Projects > this land is my land\ this land is your land

In this multimedia installation, titled this land is my land \ this land is your land, the artist continues to utilize coded language to explore notions of land, place, and the elusive search for belonging.

The deliberate arrangement of stones immediately captures the viewer’s attention. These stones symbolize the artist’s journey from Kansas, where her parents reside, to her current Texas home, following I-35’s path and the rocky protrusions along the way. The rocks signify the deep history of the land, both in relation to the artist’s own family and the native peoples who once inhabited the region and ideas of protection and ownership. For example, before 1867, Kansas’s land remained unmarked and undivided during an era of open grazing. Yet, as new laws were introduced demanding demarcation, landowners used dry stack stones to define their properties. So, the question arises: who decides who owns land, and what methods will we utilize to enforce that ownership?

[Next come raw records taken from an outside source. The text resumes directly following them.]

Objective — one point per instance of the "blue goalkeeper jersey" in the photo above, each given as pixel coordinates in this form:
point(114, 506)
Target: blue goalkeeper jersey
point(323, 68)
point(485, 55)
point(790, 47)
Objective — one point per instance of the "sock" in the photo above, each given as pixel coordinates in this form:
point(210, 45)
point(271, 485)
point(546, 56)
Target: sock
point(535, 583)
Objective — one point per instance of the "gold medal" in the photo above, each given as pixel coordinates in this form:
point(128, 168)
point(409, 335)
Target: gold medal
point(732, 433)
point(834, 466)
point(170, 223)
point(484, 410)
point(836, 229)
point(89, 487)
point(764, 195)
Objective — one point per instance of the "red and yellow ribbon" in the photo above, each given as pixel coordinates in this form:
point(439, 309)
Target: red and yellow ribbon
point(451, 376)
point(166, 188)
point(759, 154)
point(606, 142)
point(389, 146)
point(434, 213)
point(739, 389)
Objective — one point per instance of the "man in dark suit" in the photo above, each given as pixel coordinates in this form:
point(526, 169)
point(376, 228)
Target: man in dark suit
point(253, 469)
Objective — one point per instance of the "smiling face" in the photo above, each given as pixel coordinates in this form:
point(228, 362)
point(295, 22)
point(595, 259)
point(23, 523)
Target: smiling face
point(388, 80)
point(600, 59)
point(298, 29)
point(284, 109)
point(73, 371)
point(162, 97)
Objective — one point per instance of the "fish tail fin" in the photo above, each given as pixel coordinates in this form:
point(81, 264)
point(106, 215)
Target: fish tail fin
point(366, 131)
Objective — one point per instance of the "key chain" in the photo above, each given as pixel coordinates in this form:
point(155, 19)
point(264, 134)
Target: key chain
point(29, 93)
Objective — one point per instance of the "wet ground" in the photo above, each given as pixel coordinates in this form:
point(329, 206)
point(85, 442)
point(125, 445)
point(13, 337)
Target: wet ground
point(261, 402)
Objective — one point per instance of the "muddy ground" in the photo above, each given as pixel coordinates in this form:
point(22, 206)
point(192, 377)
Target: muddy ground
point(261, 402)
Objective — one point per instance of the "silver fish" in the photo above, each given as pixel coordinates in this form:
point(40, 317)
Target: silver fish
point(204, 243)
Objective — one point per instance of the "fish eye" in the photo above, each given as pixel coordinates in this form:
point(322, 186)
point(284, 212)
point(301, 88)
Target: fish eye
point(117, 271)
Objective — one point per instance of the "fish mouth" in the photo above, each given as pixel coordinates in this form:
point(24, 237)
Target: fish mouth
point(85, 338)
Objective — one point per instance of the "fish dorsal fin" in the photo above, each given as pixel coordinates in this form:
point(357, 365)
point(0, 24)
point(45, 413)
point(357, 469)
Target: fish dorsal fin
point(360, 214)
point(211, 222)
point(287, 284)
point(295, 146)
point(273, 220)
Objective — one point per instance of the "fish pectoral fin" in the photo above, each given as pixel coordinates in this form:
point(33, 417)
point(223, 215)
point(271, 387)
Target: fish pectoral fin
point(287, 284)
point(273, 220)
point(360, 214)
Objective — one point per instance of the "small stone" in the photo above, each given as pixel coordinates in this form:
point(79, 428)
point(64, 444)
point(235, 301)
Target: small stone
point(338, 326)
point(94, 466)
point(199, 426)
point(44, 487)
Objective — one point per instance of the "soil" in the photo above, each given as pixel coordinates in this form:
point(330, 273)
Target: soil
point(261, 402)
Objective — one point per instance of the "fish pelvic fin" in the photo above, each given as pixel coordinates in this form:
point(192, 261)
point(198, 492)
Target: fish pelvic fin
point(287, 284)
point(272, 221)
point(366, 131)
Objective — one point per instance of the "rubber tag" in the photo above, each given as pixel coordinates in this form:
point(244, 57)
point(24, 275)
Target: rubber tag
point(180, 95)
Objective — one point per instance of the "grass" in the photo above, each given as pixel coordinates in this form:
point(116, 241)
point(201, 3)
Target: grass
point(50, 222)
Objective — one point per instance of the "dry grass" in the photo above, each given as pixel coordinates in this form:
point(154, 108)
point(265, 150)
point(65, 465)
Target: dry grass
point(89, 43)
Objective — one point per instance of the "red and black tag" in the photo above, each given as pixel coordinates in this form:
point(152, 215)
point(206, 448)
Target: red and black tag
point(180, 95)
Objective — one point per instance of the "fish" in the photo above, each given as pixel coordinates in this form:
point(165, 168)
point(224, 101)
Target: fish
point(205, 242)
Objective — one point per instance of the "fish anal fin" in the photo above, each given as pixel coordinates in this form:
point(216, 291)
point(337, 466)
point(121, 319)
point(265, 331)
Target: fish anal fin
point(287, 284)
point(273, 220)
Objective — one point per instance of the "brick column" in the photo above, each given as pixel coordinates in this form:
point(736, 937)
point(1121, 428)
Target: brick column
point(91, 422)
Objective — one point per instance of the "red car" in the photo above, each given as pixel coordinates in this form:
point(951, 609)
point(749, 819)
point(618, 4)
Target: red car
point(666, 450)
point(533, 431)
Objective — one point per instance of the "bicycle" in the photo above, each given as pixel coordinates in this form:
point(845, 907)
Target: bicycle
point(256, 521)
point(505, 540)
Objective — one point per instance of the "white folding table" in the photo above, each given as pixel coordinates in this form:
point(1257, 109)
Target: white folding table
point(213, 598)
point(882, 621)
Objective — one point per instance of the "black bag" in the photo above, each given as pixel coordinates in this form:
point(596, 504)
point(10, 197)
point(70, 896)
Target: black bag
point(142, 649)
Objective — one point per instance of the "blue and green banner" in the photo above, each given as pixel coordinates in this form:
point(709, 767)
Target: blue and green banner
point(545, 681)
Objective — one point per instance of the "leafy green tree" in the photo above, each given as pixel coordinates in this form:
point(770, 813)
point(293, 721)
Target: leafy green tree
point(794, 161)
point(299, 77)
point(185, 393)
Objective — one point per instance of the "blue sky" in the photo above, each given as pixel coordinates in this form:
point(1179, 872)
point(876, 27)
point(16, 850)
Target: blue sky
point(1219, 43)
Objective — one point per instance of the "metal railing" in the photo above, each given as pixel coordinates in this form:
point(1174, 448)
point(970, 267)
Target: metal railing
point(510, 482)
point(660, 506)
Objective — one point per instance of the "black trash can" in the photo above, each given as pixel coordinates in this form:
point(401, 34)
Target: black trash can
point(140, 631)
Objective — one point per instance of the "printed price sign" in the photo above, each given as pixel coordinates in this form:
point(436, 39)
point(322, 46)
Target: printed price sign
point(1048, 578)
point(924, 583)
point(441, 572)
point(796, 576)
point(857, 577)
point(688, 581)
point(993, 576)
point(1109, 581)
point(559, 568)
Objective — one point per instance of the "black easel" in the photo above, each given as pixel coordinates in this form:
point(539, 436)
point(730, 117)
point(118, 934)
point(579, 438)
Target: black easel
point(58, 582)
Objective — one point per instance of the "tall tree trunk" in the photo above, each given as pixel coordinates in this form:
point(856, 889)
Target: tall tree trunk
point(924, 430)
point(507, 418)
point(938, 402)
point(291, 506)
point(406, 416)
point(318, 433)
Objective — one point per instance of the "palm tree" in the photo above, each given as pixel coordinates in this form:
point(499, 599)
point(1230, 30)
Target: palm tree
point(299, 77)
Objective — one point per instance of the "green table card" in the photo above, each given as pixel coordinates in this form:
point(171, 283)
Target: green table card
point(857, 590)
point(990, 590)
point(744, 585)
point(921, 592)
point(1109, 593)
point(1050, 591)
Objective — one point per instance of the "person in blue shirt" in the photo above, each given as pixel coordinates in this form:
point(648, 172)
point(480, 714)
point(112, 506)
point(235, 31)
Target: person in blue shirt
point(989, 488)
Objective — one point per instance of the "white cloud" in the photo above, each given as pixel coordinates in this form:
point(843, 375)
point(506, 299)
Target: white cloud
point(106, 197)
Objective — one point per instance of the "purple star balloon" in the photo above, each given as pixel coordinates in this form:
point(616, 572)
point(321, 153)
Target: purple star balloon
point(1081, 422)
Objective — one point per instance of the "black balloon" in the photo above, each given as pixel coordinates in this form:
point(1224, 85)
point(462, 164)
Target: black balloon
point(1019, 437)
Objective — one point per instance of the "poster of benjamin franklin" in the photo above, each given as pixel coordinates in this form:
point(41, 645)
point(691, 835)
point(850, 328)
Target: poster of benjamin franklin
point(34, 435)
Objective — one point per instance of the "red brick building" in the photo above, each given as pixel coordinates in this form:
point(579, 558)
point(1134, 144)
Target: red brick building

Nestled in the center of a stack of stones stands a figural-like frame draped in a cape created with a cyanotype exterior and ribbons along the interior, titled After Cōātlīcue. This figure mirrors Columbia, the female representation of America, famously represented in John Gast’s “American Progress,” which depicts the idea of Manifest Destiny and American westward expansion. Additionally, the figure takes inspiration from the Virgin of Guadalupe, who wore a blue mantle of stars as she directed Juan Diego to fill his cape with roses, which, when opened, fell to the floor in her likeness. The cyanotype exterior depicts the Milky Way and references notions of navigation and finding your way, while the interior made of strips of ribbon reminds the artist of pageantry and campaigns. The figure is looking out towards a window, where a constructed flag sits outside. Like the rocks, the cape is neither solely one thing nor another. It is a combination of items with multiple meanings and battling complexities.

The walls feature an ombre of light blue into white, evoking the sensation of strolling through vast grasslands, gazing at the horizon, and experiencing a sense of elevation. A TV monitor attached to the ceiling forces the viewer to look up at a distorted video of moving grass while a sound piece plays throughout the gallery. This audio takes the Homestead Act and the poem “To Live in the Borderlands Means You” by Gloria Anzaldúa and translates both works into morse code. The contrasting tones are accompanied by sounds from the Flint Hills in Kansas and the Chihuahuan desert. This audio lives in a transient space and, along with the other facets of this exhibition, leads us to realize that even through familiarity, there is a lack of understanding. The paint on the walls, the TV on the ceiling, and the flag outside the window force us to move around the space and consider various angles.

Lastly, a group of prints utilizes land ownership language to explore our relationship to land and each other. Words like “motherland” and “homeland” sit in conversation with an American flag in one print, an Aztec god Tlaltecuhtli in another, and a map of the United States in the 1830s in the final print. Robinson invites you to consider the multiplicities of existence. The notion is that individuals can hold many places and cultures at once and are not truly one thing over another but everything we have experienced. Similarly, the land that we inhabit was given to us and taken from others. It has borders, but nature is unbound despite how humanity grapples to bind it.